NFC-enabled devices are unique in that they can support three modes of operation: card emulation, peer-to-peer, and reader/writer. The NFC Forum technical specifications unlock the full capabilities of NFC technology for the different operating modes and are based on the ISO/IEC 18092 NFC IP-1, JIS X 6319-4 and ISO/IEC 14443 contactless smart card standards (referred to as NFC-A, NFC-B and NFC-F in NFC Forum specifications).
Card emulation mode enables NFC-enabled devices to act like smart cards, allowing users to perform transactions such as purchases, ticketing, and transit access control with just a touch.
In Card Emulation mode, the NFC-enabled device communicates with an external reader much like a traditional contactless smart card. This enables contactless payments and ticketing by NFC-enabled devices without changing existing infrastructure.

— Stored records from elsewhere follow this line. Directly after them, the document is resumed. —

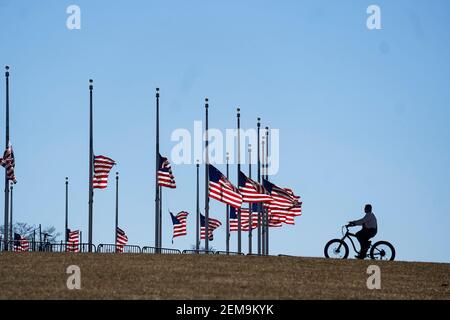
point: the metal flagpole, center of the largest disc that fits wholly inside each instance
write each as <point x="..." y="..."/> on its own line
<point x="263" y="216"/>
<point x="160" y="217"/>
<point x="197" y="227"/>
<point x="228" y="210"/>
<point x="239" y="169"/>
<point x="5" y="226"/>
<point x="259" y="181"/>
<point x="250" y="220"/>
<point x="206" y="178"/>
<point x="117" y="209"/>
<point x="91" y="163"/>
<point x="10" y="214"/>
<point x="157" y="203"/>
<point x="67" y="209"/>
<point x="267" y="178"/>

Adding NFC to a contactless infrastructure enables two-way communications. For the air transport industry, this could mean updating seat information while boarding, or adding frequent flyer points when making a payment.
Peer-to-peer mode enables two NFC-enabled devices to communicate with each other to exchange information and share files, so that users of NFC-enabled devices can quickly share contact information and other files with a touch. For example, users can share Bluetooth or WiFi link set-up parameters or exchange data such as virtual business cards or digital photos.
Peer-to-peer mode is standardized on the ISO/IEC 18092 standard and based on NFC Forum’s Logical Link Control Protocol Specification.
Reader/writer mode enables NFC-enabled devices to read information stored on inexpensive NFC tags embedded in smart posters and displays, providing a great marketing tool for companies.
In reader/writer mode, the NFC-enabled device is capable of reading NFC Forum-mandated tag types, such as a tag embedded in an NFC smart poster. The reader/writer mode on the RF interface is compliant with the NFC-A, NFC-B and NFC-F schemes.
Examples include reading timetables, tapping for special offers, and updating frequent flyer points.